На меня глазели кухонные мальчишки, потея от жара горящего ровным пламенем очага. Подмастерья в белых передниках стояли за разборными столами на козлах, в беспорядке уставленными мисками и котелками, опустив глаза в пол, судомойки у раковин с громоздящейся в них грязной посудой тихо перешёптывались, прикрывая рты руками. Наконец, один из подмастерьев грубо сказал:
— Ещё раз спрашиваю вас — кто вы такая? Мы не станем подчиняться вашим приказам.
Ага, дерзкий поварёнок! Давненько я не ставила таких молокососов на место. Даже более давно, чем в последний раз чуяла запах хорошего сыра.
— Я кузина маэстро Сантини. — Я благожелательно улыбнулась, найдя, наконец, небольшой нож и начав блуждать по кухне в поисках генуэзского лука. — Кстати, а ты кто такой?
— Я Пьеро. И не думайте, что если вы сказали, будто вы его кузина...
— Гости, приглашённые на свадьбу, уже на подходе, Пьеро, — перебила его я, убрав из голоса всё добродушие и понизив его до ядовитого шёпота — такого же ядовитого, как у моего отца, который мог заставить всех кухонных обитателей тут же испуганно съёжиться. — Скоро явится невеста, а павлина ещё даже не сняли с вертела. И сдобное тесто ещё даже не раскатано. Единственное кушанье, положенное на тарелку, — это весьма аппетитная на вид алоза[9]. И сейчас её поедает кот.
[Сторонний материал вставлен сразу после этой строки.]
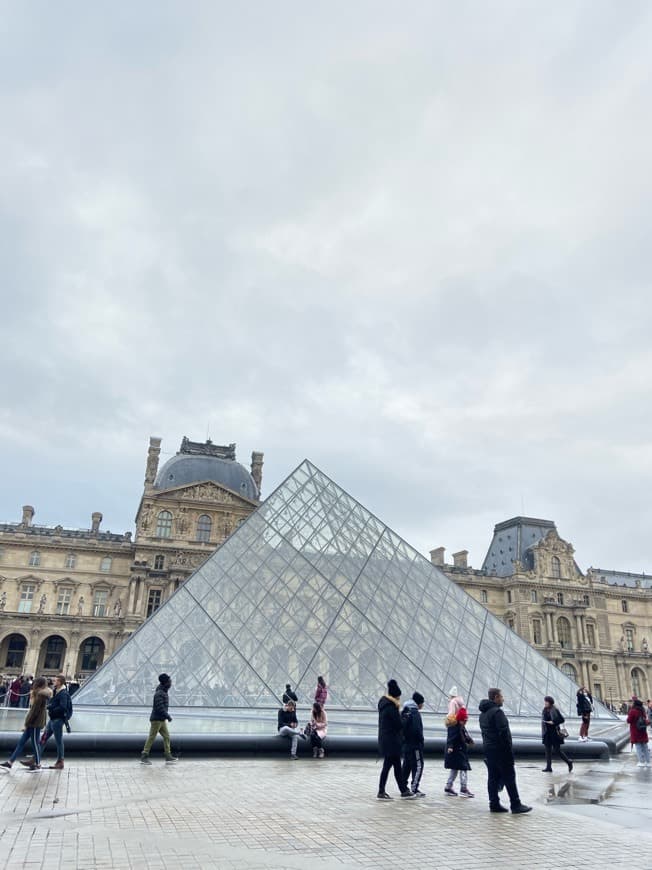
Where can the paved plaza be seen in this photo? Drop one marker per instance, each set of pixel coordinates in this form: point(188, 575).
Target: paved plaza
point(273, 813)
Служанки и поварята переглянулись и что-то неразборчиво забормотали. Кот злобно зашипел на меня — огромный котяра с рваным ухом, который только что наклонил голову, чтобы, не спеша, с наслаждением лизнуть рыбину. Превосходная алоза, обжаренная и тушенная в том самом соусе, в состав которого, как я подозревала, входили корица и гвоздика и который был детально описан моим отцом в пачке рецептов в моём кошеле (страница 18, параграф «Соусы»), Правда, когда этот соус готовила я, мне нравилось добавлять в него чуточку соли и уксуса для остроты и немного шафрана для улучшения цвета...
— Брысь! — Я согнала кота на пол и пинками погнала его в сторону двери. — Брысь отсюда, если не хочешь окончить жизнь на вертеле! А теперь вы, сборище идиотов, скажите мне...
— Маэстро Сантини? — послышался сзади женский голос. Я тотчас повернулась и, поспешно следуя примеру служанок, присела в реверансе перед полной седовласой дамой в искусно изукрашенном головном уборе. — Маэстро Сантини, где... — Она опасливо обвела взглядом кухни, словно боялась, что что-нибудь вдруг взорвётся и испачкает её тёмно-бордовые юбки.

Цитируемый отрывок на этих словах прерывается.